Scott: Yes, that's planned. There are two songs that are about finished. There's maybe 8 more. It takes us a while to mess around with recordings on our computers - as Lost Orbits taking 8 years to pull together testifies to. We all work on screens so it is an effort of will to go back to screens in the evening. This is probably why we have got into hardware synths, samplers and drum machines rather than the virtual ones.
HUP: Are GROK making new music? How has the handling of COVID19 in the UK affected your progress?

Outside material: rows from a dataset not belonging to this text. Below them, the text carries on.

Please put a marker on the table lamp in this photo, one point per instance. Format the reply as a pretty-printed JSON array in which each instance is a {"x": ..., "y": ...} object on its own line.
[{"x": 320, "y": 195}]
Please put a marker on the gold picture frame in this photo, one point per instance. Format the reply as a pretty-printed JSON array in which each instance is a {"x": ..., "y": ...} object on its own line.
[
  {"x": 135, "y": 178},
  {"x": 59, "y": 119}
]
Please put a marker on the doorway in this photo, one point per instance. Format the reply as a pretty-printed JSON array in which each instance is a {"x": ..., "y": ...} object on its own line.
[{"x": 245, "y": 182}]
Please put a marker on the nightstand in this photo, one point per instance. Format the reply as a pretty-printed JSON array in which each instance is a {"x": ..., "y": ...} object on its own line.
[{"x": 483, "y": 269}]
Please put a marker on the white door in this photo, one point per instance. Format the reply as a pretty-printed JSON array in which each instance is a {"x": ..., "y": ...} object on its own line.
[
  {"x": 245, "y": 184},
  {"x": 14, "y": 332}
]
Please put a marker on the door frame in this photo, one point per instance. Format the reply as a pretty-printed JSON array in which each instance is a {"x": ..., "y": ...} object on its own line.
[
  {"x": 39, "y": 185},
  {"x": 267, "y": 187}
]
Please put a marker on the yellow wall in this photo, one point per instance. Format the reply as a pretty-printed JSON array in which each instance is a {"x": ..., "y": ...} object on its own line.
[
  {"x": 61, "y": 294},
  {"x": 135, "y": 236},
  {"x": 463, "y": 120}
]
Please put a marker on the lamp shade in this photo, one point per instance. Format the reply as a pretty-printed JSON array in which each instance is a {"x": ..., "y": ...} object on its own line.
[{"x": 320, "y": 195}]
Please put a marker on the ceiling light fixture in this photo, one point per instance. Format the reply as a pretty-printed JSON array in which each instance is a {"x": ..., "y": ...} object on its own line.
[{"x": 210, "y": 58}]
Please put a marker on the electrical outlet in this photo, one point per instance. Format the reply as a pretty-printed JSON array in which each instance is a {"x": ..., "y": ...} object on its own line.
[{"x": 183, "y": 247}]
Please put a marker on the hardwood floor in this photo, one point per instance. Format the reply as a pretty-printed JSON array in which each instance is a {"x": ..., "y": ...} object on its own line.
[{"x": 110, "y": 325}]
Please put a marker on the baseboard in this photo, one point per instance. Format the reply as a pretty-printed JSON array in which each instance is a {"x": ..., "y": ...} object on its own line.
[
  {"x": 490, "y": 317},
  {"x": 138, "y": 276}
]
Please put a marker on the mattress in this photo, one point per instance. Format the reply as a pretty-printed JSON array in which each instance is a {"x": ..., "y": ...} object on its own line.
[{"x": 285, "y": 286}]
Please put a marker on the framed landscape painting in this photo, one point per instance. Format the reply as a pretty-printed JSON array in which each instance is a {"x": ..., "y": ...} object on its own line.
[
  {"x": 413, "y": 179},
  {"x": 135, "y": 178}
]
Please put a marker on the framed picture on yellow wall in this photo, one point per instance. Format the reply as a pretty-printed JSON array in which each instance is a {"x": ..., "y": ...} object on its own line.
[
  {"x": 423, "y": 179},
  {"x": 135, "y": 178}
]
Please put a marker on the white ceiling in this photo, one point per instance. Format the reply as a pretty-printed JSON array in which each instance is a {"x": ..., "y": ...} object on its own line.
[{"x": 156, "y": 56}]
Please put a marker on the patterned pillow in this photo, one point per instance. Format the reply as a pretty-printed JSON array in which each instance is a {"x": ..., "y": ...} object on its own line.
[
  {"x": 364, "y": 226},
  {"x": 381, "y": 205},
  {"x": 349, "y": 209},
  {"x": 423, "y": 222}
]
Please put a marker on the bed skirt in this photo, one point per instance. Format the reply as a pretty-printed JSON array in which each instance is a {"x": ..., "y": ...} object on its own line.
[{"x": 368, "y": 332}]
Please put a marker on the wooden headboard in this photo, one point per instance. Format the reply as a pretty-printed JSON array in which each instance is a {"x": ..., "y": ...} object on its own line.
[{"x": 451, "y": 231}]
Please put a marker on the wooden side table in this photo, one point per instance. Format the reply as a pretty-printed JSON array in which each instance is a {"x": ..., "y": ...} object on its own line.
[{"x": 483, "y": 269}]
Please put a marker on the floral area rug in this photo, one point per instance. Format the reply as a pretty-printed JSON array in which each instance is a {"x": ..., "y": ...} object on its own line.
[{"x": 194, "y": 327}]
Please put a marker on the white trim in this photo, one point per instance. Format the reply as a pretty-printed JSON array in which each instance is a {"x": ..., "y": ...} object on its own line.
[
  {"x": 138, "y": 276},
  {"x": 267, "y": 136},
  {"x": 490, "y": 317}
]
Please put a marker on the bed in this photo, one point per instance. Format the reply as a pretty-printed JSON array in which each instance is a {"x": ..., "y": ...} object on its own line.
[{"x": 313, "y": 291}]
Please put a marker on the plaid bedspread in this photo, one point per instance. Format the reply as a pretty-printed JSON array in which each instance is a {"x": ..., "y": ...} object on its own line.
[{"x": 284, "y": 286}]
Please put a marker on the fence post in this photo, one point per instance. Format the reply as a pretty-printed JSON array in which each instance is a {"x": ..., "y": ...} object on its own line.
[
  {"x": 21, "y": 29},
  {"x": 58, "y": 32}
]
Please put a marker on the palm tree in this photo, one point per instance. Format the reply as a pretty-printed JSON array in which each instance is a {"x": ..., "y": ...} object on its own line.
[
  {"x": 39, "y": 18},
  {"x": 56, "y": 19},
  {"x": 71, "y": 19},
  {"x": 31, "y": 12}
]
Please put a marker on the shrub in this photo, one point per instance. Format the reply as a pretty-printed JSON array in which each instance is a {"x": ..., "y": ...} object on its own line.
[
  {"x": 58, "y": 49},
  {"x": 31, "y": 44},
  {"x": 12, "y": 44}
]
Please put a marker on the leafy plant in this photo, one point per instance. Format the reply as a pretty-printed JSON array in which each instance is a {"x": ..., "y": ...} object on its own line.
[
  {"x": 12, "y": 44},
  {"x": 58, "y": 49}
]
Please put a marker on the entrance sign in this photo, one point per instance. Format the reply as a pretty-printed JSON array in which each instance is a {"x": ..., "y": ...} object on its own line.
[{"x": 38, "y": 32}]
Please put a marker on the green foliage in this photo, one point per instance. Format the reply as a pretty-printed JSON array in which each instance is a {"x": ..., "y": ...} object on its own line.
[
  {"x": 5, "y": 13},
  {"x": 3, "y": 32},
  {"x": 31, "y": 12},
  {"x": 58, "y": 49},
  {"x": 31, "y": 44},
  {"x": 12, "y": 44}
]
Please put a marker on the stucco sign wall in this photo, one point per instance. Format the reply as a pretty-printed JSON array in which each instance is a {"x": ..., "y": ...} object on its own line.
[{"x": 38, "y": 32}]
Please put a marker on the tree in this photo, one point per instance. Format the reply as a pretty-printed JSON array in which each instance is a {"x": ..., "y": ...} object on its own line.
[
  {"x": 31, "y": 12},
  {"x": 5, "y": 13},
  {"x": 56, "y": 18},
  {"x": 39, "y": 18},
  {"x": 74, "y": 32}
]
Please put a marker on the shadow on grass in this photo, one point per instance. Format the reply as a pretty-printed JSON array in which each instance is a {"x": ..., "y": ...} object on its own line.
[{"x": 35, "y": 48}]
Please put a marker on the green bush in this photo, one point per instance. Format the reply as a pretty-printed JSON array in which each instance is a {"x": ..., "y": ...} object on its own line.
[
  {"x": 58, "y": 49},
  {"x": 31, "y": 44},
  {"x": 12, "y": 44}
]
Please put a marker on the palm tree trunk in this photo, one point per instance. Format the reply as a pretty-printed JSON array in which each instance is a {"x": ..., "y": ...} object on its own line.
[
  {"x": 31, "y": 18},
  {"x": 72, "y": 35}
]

Scott: We are very definitely making new music. We have a rehearsal space now and we will be starting back shortly with the regular weekly rehearsal that was interrupted by Covid in November. The new songs will be quite different - we are eschewing our traditional instruments for electronic ones. So we have all been building and testing our electronic improvisation setups. There will be no analog guitar, bass or drums. This means we can record improvisations with direct lines in when in the rehearsal space. Then we take the 'wavs' away and work on them in our DAWs. Chris (guitar) has a plethora of electronic toys, synths pedals, sequencers, things he has made, and is always adding to them. I (bass) have a nice bass synth I can improvise on quickly as well as a sampler, sequencer and vocals. For the last 3 years I have made a whole lot of sounds and loops from scratch on my modular synth. I have been loading these into the sampler to use. So, these sounds are all made from the ground up and unique. Rob (drums) uses drum pads, and samplers, sequencers for drums. We also plan to move to a non-album release schedule where we release more singles and EPs based on what we improvise in the rehearsal space. So, yes, Covid has affected things - but we got Lost Orbits out. We might do a few normal improvised gigs with guitar, bass, drums when things open up. And some soundtracks too. It's kind of crazy we are still making music. Rob and I have been playing together for 28 years, and with Chris for 21. We are all still enthused and get excited about things despite the almost universal indifference to what we do.
The EP is available on Bandcamp, Apple Music, Spotify and more.